A few days ago, a fellow Denver Nuggets fan posted the following tweets:
Being the nerd that I am, I saw this as an excellent excuse to practice my web scraping skills with
rvest and the R
tidyverse analysis packages. I get a lot of practice with data analysis with R in my day job as an actuary, but I don’t have an excuse to do web scraping very often. I’ve toyed around with web scraping basketball data in the past, but the resulting analysis usually devolves into a series of unanswerable rabbit holes pretty quickly…so this very straightforward analysis was a welcome change of pace.
In addition to showing the analysis and code here on my WordPress site (p.s., sorry for any ugly code formatting…I’ve tried to limit the issues, but WordPress seems hell-bent on mangling my
magrittr pipe operators…), I’ve also posted the code over on my GitHub in case you want to download the code and play with it yourself.

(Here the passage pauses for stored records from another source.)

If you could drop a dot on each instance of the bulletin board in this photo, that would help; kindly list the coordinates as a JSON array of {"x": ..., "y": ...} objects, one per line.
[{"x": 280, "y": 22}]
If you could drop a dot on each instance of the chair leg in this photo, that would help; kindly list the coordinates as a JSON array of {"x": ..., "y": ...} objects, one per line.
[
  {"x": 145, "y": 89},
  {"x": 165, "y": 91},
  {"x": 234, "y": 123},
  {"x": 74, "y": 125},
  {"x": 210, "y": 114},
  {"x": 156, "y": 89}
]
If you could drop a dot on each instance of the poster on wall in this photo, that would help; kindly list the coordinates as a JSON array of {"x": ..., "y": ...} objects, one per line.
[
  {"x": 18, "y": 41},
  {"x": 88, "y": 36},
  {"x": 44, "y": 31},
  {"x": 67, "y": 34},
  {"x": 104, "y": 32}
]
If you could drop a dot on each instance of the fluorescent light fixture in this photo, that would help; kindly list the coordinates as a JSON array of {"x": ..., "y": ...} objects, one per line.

Given the straightforward nature of this analysis, there’s not a whole lot of setup needed. Note that I’m using the brand new (seriously…it was released yesterday)
tidyverse package to easily load all the Hadley goodies like
tidyr, etc. Praise be to Hadley!
require(tidyverse) require(magrittr) # why isn't magritter laoded within `tidyverse`? i can't use %<>% 😦 require(rvest) require(ggthemes) require(pander)
location_of_output = "/Users/kylewurtz/Dropbox/R/NBA Average Age/Plots" # update this if necessary!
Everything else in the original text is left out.